L'actrice Rosa Babette Herzfeld-Link, une des Pompadours de Louis II |
Le roi fait annuler La Pucelle d'Orléans
L'information nous arrive via la presse française, qui reproduit un article berlinois: le 30 avril 1879, le quotidien parisien Le Gaulois relayait un article d'un journal berlinois, le Berliner Boersen Courier, qui évoquait les représentations privées du roi Louis II de Bavière. Le 7 mai 1879, le Journal des débats politiques et littéraires, lui aussi édité à Paris, reprenait ce même article dans ses Nouvelles diverses (p.3).
"On sait, que le roi de Bavière a fait organiser un théâtre à son usage exclusivement personnel. Le Berliner Boersen Courier sur les représentations qui ont lieu dans ce théâtre les curieux détails suivants: « Au grand regret de S. M. on ne pourra pas faire figurer au répertoire de la série actuelle des représentations secrètes La Vierge d'Orléans (1); la cause en est que l'artiste chargée du rôle de l'héroïne, à Munich, Mme Herzfeld-Link (2), ne plaisait pas au monarque et a été licenciée de la troupe. Le roi regrette d'autant plus de ne pouvoir faire jouer La Vierge d'Orléans, qu'il préfère à tous les autres opéras, qu'il a fait peindre à grands frais des décors spéciaux pour les représentations particulières.

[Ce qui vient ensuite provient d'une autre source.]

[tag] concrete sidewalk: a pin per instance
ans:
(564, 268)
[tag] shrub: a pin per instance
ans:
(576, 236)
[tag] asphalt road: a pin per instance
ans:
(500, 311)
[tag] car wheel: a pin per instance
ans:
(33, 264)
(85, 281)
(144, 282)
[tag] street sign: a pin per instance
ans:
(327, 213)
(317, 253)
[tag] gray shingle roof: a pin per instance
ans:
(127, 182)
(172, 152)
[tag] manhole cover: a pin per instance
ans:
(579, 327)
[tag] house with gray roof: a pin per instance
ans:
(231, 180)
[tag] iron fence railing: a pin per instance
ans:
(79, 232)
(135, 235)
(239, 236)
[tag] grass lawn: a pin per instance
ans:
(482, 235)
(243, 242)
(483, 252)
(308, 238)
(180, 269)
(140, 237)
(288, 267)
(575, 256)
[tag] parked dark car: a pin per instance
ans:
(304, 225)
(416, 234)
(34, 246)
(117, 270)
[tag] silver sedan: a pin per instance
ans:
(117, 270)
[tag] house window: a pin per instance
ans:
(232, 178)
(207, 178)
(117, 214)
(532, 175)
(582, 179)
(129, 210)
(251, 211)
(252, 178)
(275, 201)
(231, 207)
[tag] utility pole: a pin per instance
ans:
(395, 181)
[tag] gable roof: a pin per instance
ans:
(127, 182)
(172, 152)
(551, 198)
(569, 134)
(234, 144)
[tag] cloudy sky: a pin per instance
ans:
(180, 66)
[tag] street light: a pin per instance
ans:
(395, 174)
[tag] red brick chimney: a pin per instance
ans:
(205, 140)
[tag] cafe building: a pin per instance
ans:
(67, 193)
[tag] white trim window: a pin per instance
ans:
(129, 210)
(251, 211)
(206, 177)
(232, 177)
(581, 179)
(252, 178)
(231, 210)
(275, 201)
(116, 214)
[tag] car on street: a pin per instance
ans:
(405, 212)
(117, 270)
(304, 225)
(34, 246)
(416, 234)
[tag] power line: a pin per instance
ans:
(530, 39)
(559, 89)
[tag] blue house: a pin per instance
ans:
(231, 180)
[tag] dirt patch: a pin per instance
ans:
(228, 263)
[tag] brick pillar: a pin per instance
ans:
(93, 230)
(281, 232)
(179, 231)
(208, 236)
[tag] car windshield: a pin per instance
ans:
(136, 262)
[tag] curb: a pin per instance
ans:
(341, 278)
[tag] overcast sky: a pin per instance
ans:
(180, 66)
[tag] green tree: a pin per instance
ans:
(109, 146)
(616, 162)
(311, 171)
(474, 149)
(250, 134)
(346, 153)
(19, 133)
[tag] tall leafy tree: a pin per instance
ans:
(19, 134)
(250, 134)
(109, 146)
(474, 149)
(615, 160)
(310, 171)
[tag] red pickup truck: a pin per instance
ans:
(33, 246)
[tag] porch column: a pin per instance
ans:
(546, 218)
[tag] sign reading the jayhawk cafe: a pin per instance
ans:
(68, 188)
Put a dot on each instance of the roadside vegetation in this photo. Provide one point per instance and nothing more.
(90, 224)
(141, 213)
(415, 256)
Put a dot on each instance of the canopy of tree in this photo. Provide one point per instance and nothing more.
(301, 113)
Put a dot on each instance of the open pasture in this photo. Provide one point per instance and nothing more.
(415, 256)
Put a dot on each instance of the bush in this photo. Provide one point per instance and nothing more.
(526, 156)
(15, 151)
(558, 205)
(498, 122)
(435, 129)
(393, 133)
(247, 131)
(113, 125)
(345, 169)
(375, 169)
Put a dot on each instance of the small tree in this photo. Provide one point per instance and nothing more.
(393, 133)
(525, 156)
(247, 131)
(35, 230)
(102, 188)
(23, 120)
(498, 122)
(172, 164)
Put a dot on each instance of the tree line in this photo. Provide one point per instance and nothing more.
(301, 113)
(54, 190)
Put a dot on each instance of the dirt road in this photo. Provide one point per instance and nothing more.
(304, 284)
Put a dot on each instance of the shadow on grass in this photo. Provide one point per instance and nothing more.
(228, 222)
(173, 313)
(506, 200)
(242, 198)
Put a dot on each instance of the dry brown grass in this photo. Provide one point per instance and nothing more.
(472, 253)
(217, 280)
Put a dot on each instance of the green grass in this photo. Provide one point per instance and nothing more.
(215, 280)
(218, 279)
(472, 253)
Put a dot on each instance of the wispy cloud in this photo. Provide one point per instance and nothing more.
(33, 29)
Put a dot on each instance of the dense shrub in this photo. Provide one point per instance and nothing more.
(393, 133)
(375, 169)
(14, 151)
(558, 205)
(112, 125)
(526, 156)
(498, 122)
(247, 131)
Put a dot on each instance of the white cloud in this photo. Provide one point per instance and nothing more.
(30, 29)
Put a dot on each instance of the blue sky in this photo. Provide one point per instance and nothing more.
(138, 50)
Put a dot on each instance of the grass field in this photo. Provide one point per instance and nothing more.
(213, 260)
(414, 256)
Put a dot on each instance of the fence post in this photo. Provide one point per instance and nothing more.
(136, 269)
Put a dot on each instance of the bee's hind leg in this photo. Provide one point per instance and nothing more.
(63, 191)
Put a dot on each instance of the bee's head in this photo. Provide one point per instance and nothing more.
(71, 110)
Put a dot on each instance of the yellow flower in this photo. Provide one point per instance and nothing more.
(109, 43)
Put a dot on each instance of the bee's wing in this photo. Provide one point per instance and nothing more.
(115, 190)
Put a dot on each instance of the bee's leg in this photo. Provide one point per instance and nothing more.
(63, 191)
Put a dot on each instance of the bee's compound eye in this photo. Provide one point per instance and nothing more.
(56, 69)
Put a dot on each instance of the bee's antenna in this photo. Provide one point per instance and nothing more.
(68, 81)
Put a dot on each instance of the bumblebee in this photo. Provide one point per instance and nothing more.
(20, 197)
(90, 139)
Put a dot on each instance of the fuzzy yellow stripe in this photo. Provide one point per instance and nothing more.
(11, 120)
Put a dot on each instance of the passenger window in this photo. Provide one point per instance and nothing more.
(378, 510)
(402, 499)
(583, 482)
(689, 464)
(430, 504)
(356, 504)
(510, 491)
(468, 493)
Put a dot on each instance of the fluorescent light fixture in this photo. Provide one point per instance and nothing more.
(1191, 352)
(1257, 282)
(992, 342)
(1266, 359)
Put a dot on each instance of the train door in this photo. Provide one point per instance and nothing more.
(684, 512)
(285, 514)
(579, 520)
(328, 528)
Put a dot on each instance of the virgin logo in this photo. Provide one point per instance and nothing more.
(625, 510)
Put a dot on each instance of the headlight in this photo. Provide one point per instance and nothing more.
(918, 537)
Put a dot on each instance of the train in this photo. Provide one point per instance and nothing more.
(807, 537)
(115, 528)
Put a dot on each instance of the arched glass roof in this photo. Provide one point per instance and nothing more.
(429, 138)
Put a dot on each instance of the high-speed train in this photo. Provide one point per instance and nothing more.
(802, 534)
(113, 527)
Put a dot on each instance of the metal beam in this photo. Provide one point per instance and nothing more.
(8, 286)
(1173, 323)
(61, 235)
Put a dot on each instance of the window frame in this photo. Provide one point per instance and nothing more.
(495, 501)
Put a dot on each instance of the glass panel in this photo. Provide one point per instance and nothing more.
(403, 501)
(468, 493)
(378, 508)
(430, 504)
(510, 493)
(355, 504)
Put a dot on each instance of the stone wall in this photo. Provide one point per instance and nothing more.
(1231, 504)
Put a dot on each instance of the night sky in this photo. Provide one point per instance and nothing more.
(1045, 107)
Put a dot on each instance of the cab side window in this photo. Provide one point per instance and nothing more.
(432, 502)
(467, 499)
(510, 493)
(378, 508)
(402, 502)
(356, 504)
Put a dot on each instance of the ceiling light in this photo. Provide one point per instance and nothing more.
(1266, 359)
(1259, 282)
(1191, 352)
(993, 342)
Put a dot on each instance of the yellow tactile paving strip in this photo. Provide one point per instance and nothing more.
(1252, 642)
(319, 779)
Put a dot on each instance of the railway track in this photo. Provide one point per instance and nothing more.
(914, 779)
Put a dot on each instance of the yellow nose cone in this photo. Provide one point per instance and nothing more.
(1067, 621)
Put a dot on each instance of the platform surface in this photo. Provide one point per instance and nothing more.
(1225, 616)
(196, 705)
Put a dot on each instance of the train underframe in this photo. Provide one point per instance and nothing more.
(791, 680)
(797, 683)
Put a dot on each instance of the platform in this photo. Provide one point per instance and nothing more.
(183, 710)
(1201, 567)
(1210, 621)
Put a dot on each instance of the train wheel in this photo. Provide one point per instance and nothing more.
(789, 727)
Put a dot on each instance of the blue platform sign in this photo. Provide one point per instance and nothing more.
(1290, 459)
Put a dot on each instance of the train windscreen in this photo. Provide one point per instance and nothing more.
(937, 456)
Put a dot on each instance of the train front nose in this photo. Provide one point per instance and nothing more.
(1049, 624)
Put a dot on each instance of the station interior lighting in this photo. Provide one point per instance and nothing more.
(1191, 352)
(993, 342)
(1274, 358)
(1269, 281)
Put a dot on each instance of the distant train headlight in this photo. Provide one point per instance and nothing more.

De même que pour toutes les autres oeuvres montées dans ces conditions, ces décors ne doivent servir à aucune des représentations publiques, même les plus brillantes. Celui de la cathédrale de Reims, que le roi a fait exécuter pour le tableau du couronnement, est un véritable chef-d'œuvre de peinture décorative et la scène du cortège du sacre, comme elle est mai organisée pour le roi, est d'une splendeur et d'une richesse qui défient la description. On sait qu'il y a quelques années le roi fit à Reims une excursion soudaine dont on ignorait le but. A son retour il ordonna de recommencer le décor de la cathédrale, voulant qu'elle fût reproduite avec fidélité jusque dans ses moindres détails.
Les révélations sur l'attitude du roi Louis dans ces représentations secrètes sont de nature à intéresser le lecteur. On sait déjà que S. M. bavaroise tient rigoureusement à être seule dans la salle. Même l'intendant des spectacles le baron von Perfall (3), ne peut se montrer. Un jour, blotti au fond d'une loge, il fut aperçu, malgré l'obscurité, par le regard perçant du roi qui en fut très irrité et le lui fit savoir immédiatement. Quand le baron von Perfall veut assister aux représentations, il est obligé de se cacher dans les coulisses, derrière un portait.
Le roi est d'une extrême amabilité envers vers les artistes, mais il est particulièrement sévère sur un point: aussitôt qu'un acteur a sauté le plus petit mot ou prononcé un "et" à la place d'un "ou", il lui en fait faire l'observation sur la scène de la façon la plus dure par un laquais qui se tient en permanence dans l'antichambre de la loge royale. Par contre, il a l'habitude, après les scènes qui l'ont particulièrement charmé, d'envoyer aux artistes des cadeaux de grande valeur. Sous ce rapport, il est d'une générosité incroyable, et, si une représentation a produit en lui une impression saillante, il arrive souvent que vers deux heures du matin on sonne à la porte des artistes, hommes ou femmes, et qu'un laquais apporte, soit un bracelet, soit une croix, soit une broche, soit une bague au comédien, à la chanteuse ou au chanteur qui a eu le bonheur de plaire particulièrement au roi.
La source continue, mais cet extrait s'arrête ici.